The who and why of Black History Month
Black History Month is a national holiday in February that celebrates the African-American community. It reflects on the community’s hardships, racial injustices and the events they have overcome throughout the years. Not only does this national celebration commemorate the negatives, but it also salutes the contributions the black community has made for this country.
Who founded Black History Month?
The founder of Black History Month was Carter G. Woodson. His parents and other relatives endured slavery, which prompted him to become a historian and the second African American to earn a Ph.D. at Harvard University. It was soon made apparent to Woodson that many lacked the knowledge of the struggles the black community had endured, but also the accomplishments the community had achieved. From there he established the Study of Negro Life and History, which is now known as the Association for the Study of African American Life and History. In 1926 he proposed Black history week. During this week every student was supposed to show what they had learned about Black history from throughout the school year.
However it was not until 1976 that President Gerald Ford transformed Black history week into what we now know as Black History Month explaining "In celebrating Black History Month, we can take satisfaction from this recent progress in the realization of the ideals envisioned by our Founding Fathers."
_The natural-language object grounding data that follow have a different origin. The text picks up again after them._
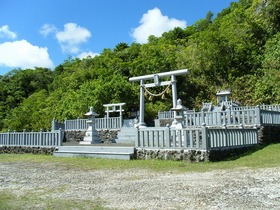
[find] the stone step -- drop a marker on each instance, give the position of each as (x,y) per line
(127,135)
(124,153)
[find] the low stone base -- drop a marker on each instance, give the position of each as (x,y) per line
(172,154)
(31,150)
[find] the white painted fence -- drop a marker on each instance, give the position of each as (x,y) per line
(32,139)
(202,138)
(250,116)
(81,124)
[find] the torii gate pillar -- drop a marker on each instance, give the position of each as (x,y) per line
(156,83)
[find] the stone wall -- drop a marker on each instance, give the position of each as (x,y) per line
(172,154)
(269,134)
(106,136)
(32,150)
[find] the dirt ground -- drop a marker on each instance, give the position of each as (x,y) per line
(143,189)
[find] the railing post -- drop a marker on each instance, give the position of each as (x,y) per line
(137,143)
(23,143)
(205,139)
(59,143)
(41,137)
(258,115)
(8,138)
(242,135)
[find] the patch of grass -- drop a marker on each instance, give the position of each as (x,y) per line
(11,201)
(264,157)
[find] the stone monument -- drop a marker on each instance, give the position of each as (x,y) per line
(91,135)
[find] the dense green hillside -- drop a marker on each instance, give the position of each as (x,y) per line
(239,49)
Why is Black History Month commemorated in February?
Some of the most famous contributors to the African American community, such as Frederick Douglass (former escaped slave and abolitionist) and Abraham Lincoln (famous for helping abolish slavery), had birthdays that occurred during the month of February. The 13th Amendment, the amendment that abolished slavery, was passed on February 1, 1865. This date was advocated to become national Freedom Day by Richard Wright who was also a former slave and Black rights activist. These events were major contributors to why Black History Month is celebrated in February.
Why is this month’s celebration important?
It is important for all Americans to understand the importance and the severity of African American history. Woodson placed emphasis on this when stating, “those who have no record of what their forebears have accomplished lose the inspiration which comes from the teaching of biography and history.”
We as Americans need to understand the racial injustices the black community has faced and we need to overcome the failures of our ancestors. This month should also be used as inspiration for the African American and colored communities. We should celebrate the trials and tribulations the black community has overcome, while still commemorating the contributions the community has made to our country.
Celebrate this month and stay informed about Black history!